On gagne ainsi de la Manne quand on accueille une poule de race Bourbourg chez soi, quand on participe à un chantier de plantation… la liste des envies d’engagement bénévole est longue. Celle des contreparties aussi. On gagne 10 Mannes par 15 mn de temps de bénévolat qu’on pourra échanger contre un panier de légumes (80 mannes), une pizza à la pizzeria du coin ou un repas au Ménadel (80 mannes)… Bien sûr la Manne a pour objectif initial la découverte d'une alimentation locale et bio, mais associe également la vie de la commune et les commerces locaux dans leur diversité.

Le système de la Manne reconnaît l’engagement des gens et ressemble à un véritable engagement politique, au sens propre, celui de la participation à la vie de la cité et ainsi que l’affirme Dominique Hays, « La montre donne l'heure, peu importe la valeur de la montre ! »

Reprendre du pouvoir sur nos vies

Natacha compte parmi les 200 premiers adhérents à la Manne. Retraitée et vivant seule, l’échange de services l’a immédiatement intéressée. Donnant de son temps pour des chantiers de jardinage, elle a, gagnant en âge, progressivement opté pour la garde d’enfants, puis d’animaux. Pour rompre sa solitude. « Et pour me nourrir, précise-t-elle, dans tous les sens du terme. En échange, on vient me faire mes carreaux ou repeindre mon salon. C’est bien plus agréable que de payer en euros et je garde des contacts humains avec des personnes qui peuvent devenir des amis », se réjouit-elle.

Grégory, la trentaine, il y a un an il participe à un chantier agricole. En échange, il prend des cours de cuisine. Il vient aussi au Ménadel & St Hubert pour du co-working ou donner un coup de main à l’équipe. Par envie, par curiosité, pour tout ce que cette « place à vivres » a à offrir et partager.

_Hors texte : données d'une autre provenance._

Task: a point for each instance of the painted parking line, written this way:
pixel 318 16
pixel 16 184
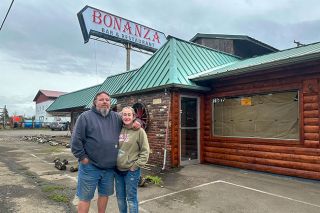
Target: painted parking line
pixel 268 193
pixel 225 182
pixel 183 190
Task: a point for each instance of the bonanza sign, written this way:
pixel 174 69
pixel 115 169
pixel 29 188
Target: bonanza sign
pixel 105 25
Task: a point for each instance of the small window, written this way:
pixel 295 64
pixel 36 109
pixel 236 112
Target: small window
pixel 273 115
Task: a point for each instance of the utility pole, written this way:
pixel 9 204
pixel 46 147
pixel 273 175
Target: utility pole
pixel 128 48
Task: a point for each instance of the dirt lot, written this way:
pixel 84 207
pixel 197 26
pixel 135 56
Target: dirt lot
pixel 29 182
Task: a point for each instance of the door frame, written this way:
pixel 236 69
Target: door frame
pixel 195 161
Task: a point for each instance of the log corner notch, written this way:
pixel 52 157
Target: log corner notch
pixel 310 102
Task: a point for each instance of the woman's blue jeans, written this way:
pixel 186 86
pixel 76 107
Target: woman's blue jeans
pixel 127 190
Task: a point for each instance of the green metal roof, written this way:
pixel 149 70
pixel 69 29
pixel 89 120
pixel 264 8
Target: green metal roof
pixel 282 58
pixel 171 65
pixel 75 99
pixel 114 83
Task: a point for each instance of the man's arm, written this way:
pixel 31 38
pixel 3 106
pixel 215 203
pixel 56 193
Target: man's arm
pixel 78 139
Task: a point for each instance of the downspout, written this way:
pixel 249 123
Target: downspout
pixel 167 131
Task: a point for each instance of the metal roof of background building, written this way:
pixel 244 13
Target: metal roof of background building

Un jardin d’Eden, de don et contre don

bar menadel
Ménadel et Saint Hubert © Cerdd

L’Archipel nourricier ressemblerait-il donc à un jardin d’Eden ? La question de la souveraineté alimentaire s’imposant de plus en plus à l’échelle territoriale, l’Archipel nourricier esquisse un modèle inspirant :

Invente et porte un regard sans cesse renouvelé sur ce qui est pris pour acquis : mieux vaut désherber un terrain productif que tondre un gazon non nourricier...

Envisage l’éco-pâturage, parle de régie d’écologie urbaine.

Plante des abricotiers pour s’adapter au changement climatique.

Travaille avec Agro Paris Tech pour savoir comment cultiver bio sur des sites pollués.

L’agriculture bio demande un engagement de moyens ? L’Archipel Nourricier reconnecte les gens à la terre, à leur territoire, dans une logique de transmission de nouveaux savoir-faire arboricole, en maraîchage, en permaculture… En s’appuyant sur le réseau national des jardins de Cocagne de France, en s’inspirant de la place à vivres comme celle du Ménadel & St Hubert - mais pas que - un nouvel horizon alimentaire se dessine.

De nouveaux horizons à inventer, au plus près de la réalité des territoires et donc forcément, riches et variés, mais qui ne peuvent pas se construire seul, en vase clos dans une commune. La recette est de partir de la spécificité locale, de la réalité des gens et du terroir, puis de s'interroger avec des chercheurs, s'associer aux compétences et savoir-faire locaux.

Entreprendre, laisser mijoter, se laisser surprendre. Ajuster puis recommencer !

À retenir :

  • Garantir l'accès à une alimentation durable (Territorialisation de l'approvisionnement et organisation de la logistique courte)
  • Ouvrir les horizons alimentaires à tous (Réinsertion, paniers solidaires et ateliers cuisines)
  • Une « place à vivres » pour l'accessibilité et l'émancipation
  • Compléter la gamme et anticiper les changements (Archipel Nourricier à dominante fruitière)
  • Lieu de co-construction et de coopération avec les agriculteurs
  • Multifonctionnalité des espaces : Biodiversité, nourricier et source d'emplois.